First John 4:7-11 gives us this classic statement with respect to the love of God:
Beloved, let us love one another, for love is from God, and whoever loves has been born of God and knows God. Anyone who does not love does not know God, because God is love…. In this is love, not that we have loved God, but that he loved us and sent his only Son to be the propitiation for our sins. Beloved, if God so loved us, we also ought to love one another.
Here the Apostle grounds his admonition for Christians to love one another in the very character of God. “Love is from God,” he tells us. What he means is that Christian love comes from God Himself. This love is not natural to fallen humanity. It originates in God and is a divine gift to His people. When we are transformed by the power of the Holy Spirit, we are given a capacity for this supernatural love that has God as its source and foundation. When John says that “whoever loves has been born of God and knows God,” he is not teaching that every human being who loves another is therefore born of God. The kind of love of which he speaks comes only from regeneration. Without the Holy Spirit’s transformation of the human heart, no one has this capacity for love. No unregenerate person has this kind of love, and no regenerate person lacks such love. Therefore, a person who does not have the ability to love in the way John describes has not been born again. “Anyone who does not love [in this manner] does not know God.”

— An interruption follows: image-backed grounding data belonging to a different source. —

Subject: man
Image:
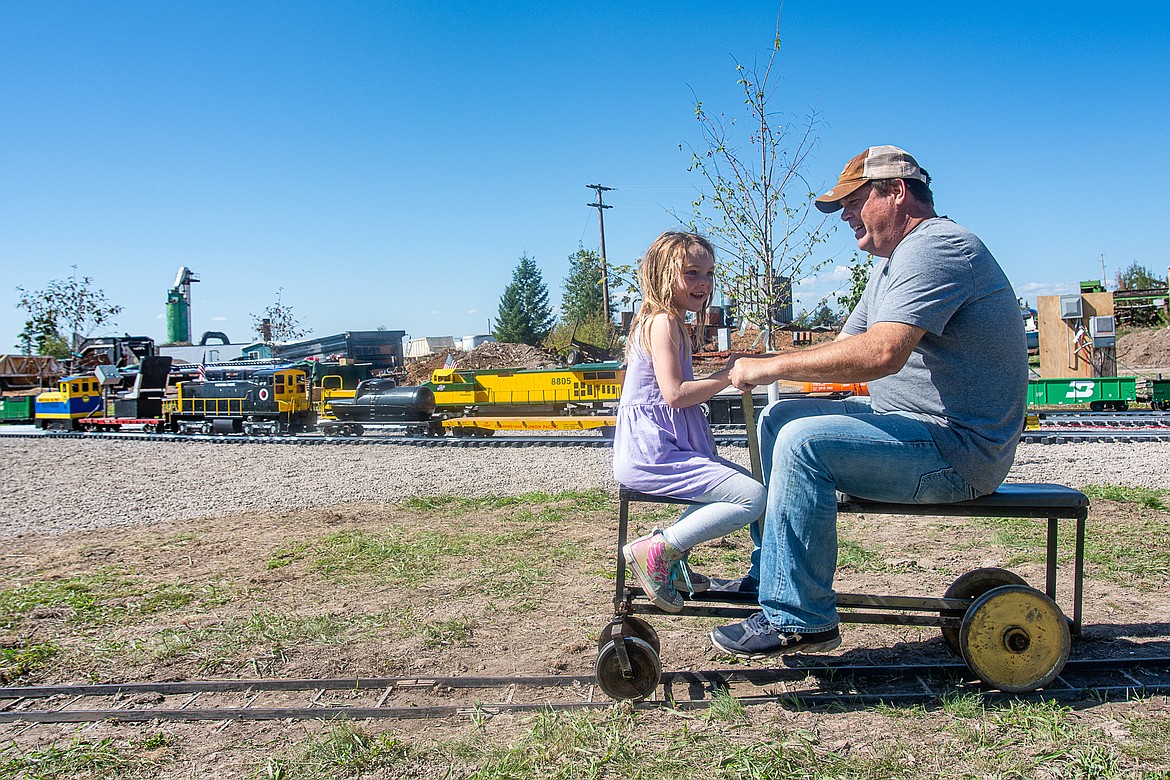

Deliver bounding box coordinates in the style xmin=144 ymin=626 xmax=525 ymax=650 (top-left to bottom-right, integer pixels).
xmin=709 ymin=146 xmax=1027 ymax=658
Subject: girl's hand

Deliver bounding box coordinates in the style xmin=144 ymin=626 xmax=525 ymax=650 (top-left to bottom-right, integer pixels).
xmin=729 ymin=356 xmax=774 ymax=391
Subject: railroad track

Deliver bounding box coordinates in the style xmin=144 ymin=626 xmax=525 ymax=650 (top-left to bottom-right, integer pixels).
xmin=3 ymin=656 xmax=1168 ymax=725
xmin=0 ymin=429 xmax=621 ymax=448
xmin=1035 ymin=411 xmax=1170 ymax=427
xmin=6 ymin=419 xmax=1170 ymax=447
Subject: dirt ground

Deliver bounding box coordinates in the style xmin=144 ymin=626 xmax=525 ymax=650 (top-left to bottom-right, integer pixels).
xmin=2 ymin=489 xmax=1168 ymax=777
xmin=1117 ymin=325 xmax=1170 ymax=371
xmin=4 ymin=326 xmax=1170 ymax=776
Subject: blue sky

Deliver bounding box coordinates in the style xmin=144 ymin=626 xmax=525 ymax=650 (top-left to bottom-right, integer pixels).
xmin=2 ymin=2 xmax=1167 ymax=349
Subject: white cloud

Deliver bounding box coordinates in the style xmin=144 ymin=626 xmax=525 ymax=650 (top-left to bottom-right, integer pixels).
xmin=466 ymin=308 xmax=478 ymax=315
xmin=211 ymin=315 xmax=228 ymax=322
xmin=826 ymin=263 xmax=855 ymax=281
xmin=431 ymin=310 xmax=440 ymax=316
xmin=1016 ymin=281 xmax=1077 ymax=300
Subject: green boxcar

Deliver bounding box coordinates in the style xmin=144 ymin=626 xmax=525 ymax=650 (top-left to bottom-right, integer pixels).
xmin=1152 ymin=378 xmax=1170 ymax=411
xmin=0 ymin=395 xmax=37 ymax=422
xmin=1027 ymin=376 xmax=1137 ymax=410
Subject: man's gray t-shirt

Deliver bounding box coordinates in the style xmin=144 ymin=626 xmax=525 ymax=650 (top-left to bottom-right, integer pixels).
xmin=842 ymin=217 xmax=1026 ymax=494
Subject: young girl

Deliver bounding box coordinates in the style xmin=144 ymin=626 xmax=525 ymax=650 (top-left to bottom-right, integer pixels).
xmin=613 ymin=231 xmax=766 ymax=612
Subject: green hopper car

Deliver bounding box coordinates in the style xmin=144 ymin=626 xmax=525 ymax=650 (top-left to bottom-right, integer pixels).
xmin=1028 ymin=377 xmax=1136 ymax=411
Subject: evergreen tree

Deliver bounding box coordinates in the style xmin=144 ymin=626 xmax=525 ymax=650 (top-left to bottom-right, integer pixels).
xmin=494 ymin=253 xmax=554 ymax=345
xmin=810 ymin=303 xmax=837 ymax=327
xmin=560 ymin=246 xmax=605 ymax=325
xmin=1115 ymin=261 xmax=1165 ymax=291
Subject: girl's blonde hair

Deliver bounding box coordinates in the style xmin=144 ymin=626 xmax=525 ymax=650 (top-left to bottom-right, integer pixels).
xmin=628 ymin=231 xmax=715 ymax=358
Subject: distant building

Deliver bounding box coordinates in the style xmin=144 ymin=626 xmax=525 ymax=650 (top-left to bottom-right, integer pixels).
xmin=159 ymin=343 xmax=247 ymax=365
xmin=274 ymin=330 xmax=406 ymax=371
xmin=158 ymin=330 xmax=248 ymax=365
xmin=406 ymin=336 xmax=457 ymax=359
xmin=460 ymin=334 xmax=495 ymax=351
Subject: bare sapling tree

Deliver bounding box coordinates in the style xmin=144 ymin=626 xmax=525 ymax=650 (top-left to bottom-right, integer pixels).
xmin=15 ymin=273 xmax=123 ymax=359
xmin=251 ymin=288 xmax=310 ymax=343
xmin=681 ymin=18 xmax=833 ymax=348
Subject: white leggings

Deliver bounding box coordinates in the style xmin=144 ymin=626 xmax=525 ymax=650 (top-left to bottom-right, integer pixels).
xmin=659 ymin=470 xmax=767 ymax=553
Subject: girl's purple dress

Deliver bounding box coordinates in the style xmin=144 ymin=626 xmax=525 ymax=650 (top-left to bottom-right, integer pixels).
xmin=613 ymin=329 xmax=739 ymax=498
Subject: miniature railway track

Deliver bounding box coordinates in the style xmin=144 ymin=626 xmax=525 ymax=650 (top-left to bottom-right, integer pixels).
xmin=1023 ymin=410 xmax=1170 ymax=443
xmin=3 ymin=656 xmax=1169 ymax=724
xmin=7 ymin=413 xmax=1170 ymax=446
xmin=1035 ymin=411 xmax=1170 ymax=427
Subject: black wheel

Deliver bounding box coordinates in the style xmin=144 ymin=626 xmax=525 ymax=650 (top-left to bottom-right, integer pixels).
xmin=940 ymin=567 xmax=1028 ymax=654
xmin=595 ymin=636 xmax=660 ymax=701
xmin=959 ymin=585 xmax=1070 ymax=692
xmin=1089 ymin=401 xmax=1105 ymax=412
xmin=596 ymin=617 xmax=661 ymax=655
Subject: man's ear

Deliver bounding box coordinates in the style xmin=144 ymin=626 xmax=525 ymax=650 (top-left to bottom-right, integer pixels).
xmin=893 ymin=178 xmax=909 ymax=205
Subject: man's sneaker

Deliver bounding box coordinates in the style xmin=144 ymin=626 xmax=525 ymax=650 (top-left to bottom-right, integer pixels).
xmin=707 ymin=575 xmax=759 ymax=595
xmin=623 ymin=530 xmax=685 ymax=612
xmin=670 ymin=560 xmax=710 ymax=594
xmin=709 ymin=611 xmax=841 ymax=659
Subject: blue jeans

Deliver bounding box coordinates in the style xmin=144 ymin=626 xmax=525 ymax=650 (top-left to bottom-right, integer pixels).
xmin=753 ymin=396 xmax=979 ymax=632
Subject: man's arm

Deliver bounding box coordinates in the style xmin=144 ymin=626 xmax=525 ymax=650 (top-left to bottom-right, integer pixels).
xmin=729 ymin=322 xmax=925 ymax=389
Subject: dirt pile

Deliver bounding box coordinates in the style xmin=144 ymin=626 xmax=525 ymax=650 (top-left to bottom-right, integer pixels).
xmin=404 ymin=342 xmax=559 ymax=384
xmin=692 ymin=326 xmax=836 ymax=374
xmin=1117 ymin=326 xmax=1170 ymax=370
xmin=402 ymin=328 xmax=835 ymax=384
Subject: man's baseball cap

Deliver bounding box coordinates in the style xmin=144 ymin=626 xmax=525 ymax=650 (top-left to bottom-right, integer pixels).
xmin=814 ymin=146 xmax=930 ymax=213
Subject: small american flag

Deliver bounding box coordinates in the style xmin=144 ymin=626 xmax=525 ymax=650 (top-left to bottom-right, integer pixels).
xmin=196 ymin=364 xmax=207 ymax=382
xmin=443 ymin=352 xmax=456 ymax=369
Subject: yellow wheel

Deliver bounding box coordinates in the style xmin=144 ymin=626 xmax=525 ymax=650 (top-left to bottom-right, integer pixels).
xmin=959 ymin=585 xmax=1070 ymax=692
xmin=595 ymin=636 xmax=660 ymax=701
xmin=940 ymin=568 xmax=1028 ymax=654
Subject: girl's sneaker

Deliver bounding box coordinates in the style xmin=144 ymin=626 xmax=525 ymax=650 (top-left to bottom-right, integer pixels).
xmin=670 ymin=559 xmax=710 ymax=594
xmin=623 ymin=530 xmax=685 ymax=612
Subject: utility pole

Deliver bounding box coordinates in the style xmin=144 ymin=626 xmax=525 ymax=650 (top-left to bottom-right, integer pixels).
xmin=587 ymin=184 xmax=613 ymax=324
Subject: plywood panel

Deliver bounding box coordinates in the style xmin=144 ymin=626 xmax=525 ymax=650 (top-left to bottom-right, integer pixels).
xmin=1037 ymin=292 xmax=1115 ymax=378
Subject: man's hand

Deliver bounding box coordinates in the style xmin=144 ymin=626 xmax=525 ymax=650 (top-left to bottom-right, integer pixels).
xmin=728 ymin=356 xmax=776 ymax=391
xmin=725 ymin=322 xmax=925 ymax=390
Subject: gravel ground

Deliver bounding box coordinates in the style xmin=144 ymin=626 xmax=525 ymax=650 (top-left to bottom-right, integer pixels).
xmin=2 ymin=436 xmax=1169 ymax=538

John does not stop there. Not only is love from God but God is love. Note that John does not use the word is as an equals sign. We cannot reverse the subject and the predicate in God is love and say love is God. John is not making a crass identification between love and God so that anyone who has a romantic feeling in his heart or any affection for another person has thereby encountered God. When he says God is love, he’s using a bit of hyperbole. In other words, love is such an intimate aspect or attribute of the character of God, that you can, in a manner of speaking, say that He is love. Any view of Him that neglects to include within it this profound sense of divine love is a distortion of who God is.